Goodbye, OPEC
I have argued many times on these pages and elsewhere that the shale oil and gas revolution is the story of the decade. Since 2007 U.S. oil and gas output has risen by about 75 percent, and the renaissance is still in its infancy stages.
I have argued many times on these pages and elsewhere that the shale oil and gas revolution is the story of the decade.

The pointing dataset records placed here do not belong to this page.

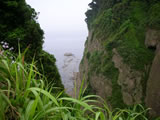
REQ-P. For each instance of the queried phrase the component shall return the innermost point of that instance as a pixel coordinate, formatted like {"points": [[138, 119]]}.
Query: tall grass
{"points": [[25, 96]]}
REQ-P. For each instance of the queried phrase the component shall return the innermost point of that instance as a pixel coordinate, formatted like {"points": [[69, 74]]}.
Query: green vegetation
{"points": [[18, 25], [24, 95], [122, 24]]}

Since 2007 U.S. oil and gas output has risen by about 75 percent, and the renaissance is still in its infancy stages.
This year the surge in domestic energy production has further accelerated, in part due to higher world prices for oil (approaching $70 a barrel) and to massive drilling operations in rich oil patches, such as the Permian Basin in Texas and the Bakken shale in North Dakota.
The Energy Information Administration reports that the U.S. could surpass Saudi Arabia in oil and gas by the end of the year. With massive oil and gas shale reserves, we could be No. 1 in the world before the end of the decade.

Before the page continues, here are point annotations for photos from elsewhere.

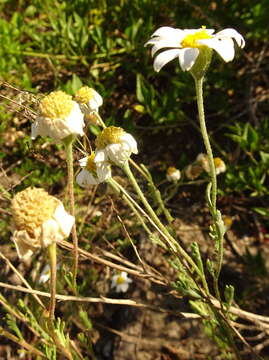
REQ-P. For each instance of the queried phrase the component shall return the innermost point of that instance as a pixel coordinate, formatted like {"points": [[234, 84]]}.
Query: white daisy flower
{"points": [[186, 45], [91, 174], [120, 282], [59, 117], [173, 174], [89, 100], [115, 145], [39, 220]]}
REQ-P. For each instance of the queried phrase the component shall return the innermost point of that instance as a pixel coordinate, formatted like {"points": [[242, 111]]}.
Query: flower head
{"points": [[172, 174], [59, 117], [91, 174], [39, 219], [115, 145], [89, 100], [120, 282], [186, 45]]}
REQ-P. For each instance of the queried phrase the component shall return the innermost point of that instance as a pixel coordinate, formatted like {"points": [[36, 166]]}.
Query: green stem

The Wall Street Journal confirms that U.S. oil production “is expected this year to surpass Saudi Arabia’s” and that we will rival Russia for No. 1 in the world. American production will rise to almost 11 million barrels a day, the most ever in American history. Doesn’t it seem like yesterday when the Left was running around shrieking about “peak oil”? More like peak idiocy.
Last week Reuters argued that the American shale boom should be called “Donald Trump’s Revenge.” The story reported that U.S. oil “now floods Europe at the expense of OPEC and Russia.” Couldn’t have happened to a couple of nicer guys. America is now selling more than a half-million barrels a day, thanks in no small part to the end of the oil and gas export ban in 2016.
What all of this means is that we are getting very close to the day when America returns to becoming a net exporter of oil. This would reduce our trade deficit by more than $200 billion a year. Saudi Arabia is still a major player in the market that can move the world price by turning on and off its spigots. The recent spike in gas prices to more than $3 a gallon is due to Russia and Saudi Arabia’s production cuts. But the OPEC nations can no longer hold the world hostage, as they did in the 1970s when we had gasoline lines and price controls and had to bow to the Saudi oil sheiks.
What a difference a president makes. Trump has been all in on encouraging fossil fuel production. He’s freeing up federal lands in places such as Alaska for drilling, allowing permits for new pipelines and relaxing some of the anti-fracking regulations that were enacted in the Obama years. As Harold Hamm, the CEO of Continental Energy, which owns much of the Bakken shale in North Dakota, recently told me: “It makes a big difference when you have a president who actually likes your industry.”
One idea that is floating around on Capitol Hill now is to use the royalties and lease payments from drilling on federal lands to reduce the trillion-dollar annual budget deficit. This is essentially free money to Uncle Sam, and by some estimates these payments could exceed $1 trillion over the next decade. Why not?
Only a few years ago, Barack Obama told the nation that we “consume 20 percent of the world’s oil, [but] we only have 2 percent of the world’s oil reserves.” He was only off by well more than an order of magnitude on our nation’s share of world supplies.
Trump has always had a much more optimistic and realistic worldview. He says he wants to “make America energy dominant,” and after a little more than a year of his presidency, we are on our way.